= Kerrill =

Saint Kerrill aka Caireall mac Curnain was a Christian missionary in what is now east County Galway, alive in the mid-to-late 5th century.

His feast day is June 13th. To celebrate the parishioners walk four miles from St Michael’s Church, Gurteen to St Kerrill’s holy well, stopping five times to plant crosses and pray, as Kerrill himself did. The water from the well is said to protect homes from lightning. This tradition was televised by RTÉ in 2004.

==Origins==

Caireall mac Curnain was a member of the Soghain people of Ireland, specifically those located in the kingdom of that name in what is now east County Galway. Dubhaltach Mac Fhirbhisigh identified them as part of a larger group called the Cruithin, and stated of them:

"Of the Cruithin of Ireland are the Dál Araidhi (Dál nAraidi), the seven Lóigisi of Leinster, the seven Soghain of Ireland, and every Conaille (see Conaille Muirtheimne) that is in Ireland."

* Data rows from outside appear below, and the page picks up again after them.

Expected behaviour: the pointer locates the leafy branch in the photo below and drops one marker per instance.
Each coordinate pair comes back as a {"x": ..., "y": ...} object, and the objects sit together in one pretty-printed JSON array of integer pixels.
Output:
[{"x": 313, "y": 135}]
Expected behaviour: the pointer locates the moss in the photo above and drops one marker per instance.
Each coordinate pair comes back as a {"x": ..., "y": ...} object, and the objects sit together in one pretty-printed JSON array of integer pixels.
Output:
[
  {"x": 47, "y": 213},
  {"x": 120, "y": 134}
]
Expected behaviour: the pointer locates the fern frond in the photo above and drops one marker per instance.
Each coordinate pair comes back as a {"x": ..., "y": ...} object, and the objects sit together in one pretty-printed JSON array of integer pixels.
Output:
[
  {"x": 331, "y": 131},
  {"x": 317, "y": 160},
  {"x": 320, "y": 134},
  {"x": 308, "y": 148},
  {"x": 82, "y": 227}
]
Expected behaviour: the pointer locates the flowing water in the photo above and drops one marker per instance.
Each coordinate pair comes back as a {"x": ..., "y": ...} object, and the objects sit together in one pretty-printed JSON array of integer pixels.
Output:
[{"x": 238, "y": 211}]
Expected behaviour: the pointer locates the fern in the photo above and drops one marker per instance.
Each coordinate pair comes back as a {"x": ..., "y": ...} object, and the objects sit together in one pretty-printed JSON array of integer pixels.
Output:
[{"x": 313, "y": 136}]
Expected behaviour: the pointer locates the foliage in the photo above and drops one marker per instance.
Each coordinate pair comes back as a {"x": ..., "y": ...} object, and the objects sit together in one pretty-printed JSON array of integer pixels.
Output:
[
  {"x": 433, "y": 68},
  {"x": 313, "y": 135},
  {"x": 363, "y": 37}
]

The Soghain of Connacht were described by Seán Mór Ó Dubhagáin in his poem Triallam timcheall na Fodla where he states that:

"The six Sogain let us not shun/their kings are without oblivion/Good the host of plundering excursions/to whom the spear-armed Sogain is hereditary."

While the Book of Lecan lists their six branches as Cinel Rechta, Cinel Trena, Cinel Luchta, Cinel Fergna, Cinel Domaingen and Cinel Deigill.

Kerrill's genealogy is given as Caireall mac Curnain mac Treana mac Fionnchada mac Nair mac Earca mac Tiobraide mac Sodhain Salbhuidhe mac Fiacha Araidhe. His grandfather, Treana mac Fionnchada, was the eponym of the Cinel Trena, who were apparently located close to Knockma as evinced by the placename Tír Mhic Trena (the land of the sons of Trena). It is believed that he was a kinsman of both Mo Lua of Kilmoluagh and Cuana of Kilcoonagh.

==Mission==

Local tradition maintains that Saint Patrick did extensive missionary work among the Soghain. Kerrill was a disciple of Saint Benan of Kilbennan, Tuam. Benen was born in Tír Ailill, County Sligo, though his mother was from Kilbennan. Benen's grandfather, Lughaidh mac Netach, gave his fort at Kilbennan to St. Patrick to establish a fort over which he placed Benen, who set it up as a training school for evangelists.

Kerrill was apparently with Patrick when the latter founded a church at Tawnagh, Lough Arrow. Patrick made Kerrill a bishop and placed him in charge of Tawnagh. He also led the nuns who were under the care of Mathona, Benen's sister.

Kerrill was later translated to Soghain, much of which Patrick had apparently reserved for him to evangelise.

Legends told about Kerrill include his fight with an Oll-phéist (terrible serpent) which was devastating the area about Cloonkeen. According to historian Joseph Mannion, the story "is an echo of the enormous struggle which took place between Christianity and Paganism and the defeat of the Oll-phéist by St. Kerrill symbolises his success as a Christian missionary in the area. The 'monster' in question, in all probability, refers to some pagan deity that was worshipped at this place in pre-Christian times ... Many similar stories are told ... at different locations throughout the country."

Kerrill is portrayed as having a rivalry with St Connell, whose eccleastical territory bounded Kerrill's. One outcome was a mutual cursing, in which Connell said, "May there be blood shed on every fair day in Kilconnell", to which Connell replied, "May there be a funeral every Monday in Cloonkeen.". To this day no funerals are held in Cloonkeenkerrill on Monday.

Connell has been mistaken for Conainne, a female missionary and founder of Kilconnell.

A miracle told of Kerrill stated that his intercessions with God allowed Cianóg ní Cicharáin to become pregnant after years of a childless marriage. She bore two daughters, who were the respective ancestors of Brian Boru and the Ó Conchobair Kings of Connacht.

Kerrill was important enough to be rated the second Patrick of that fifth (i.e., province).

There is a 14th Century Roman Catholic Church named Cille Choirill in Glen Spean, north of Ben Nevis, in the Lochaber district of the Scottish Highlands. Local tradition maintains that it is named for the same St Kerrill whom it is believed, evangelized in the area before returning to Clonkeenkerril in East Galway. Kerrill made an early foundation at Clonkeeneril and there was a church and a cross base there.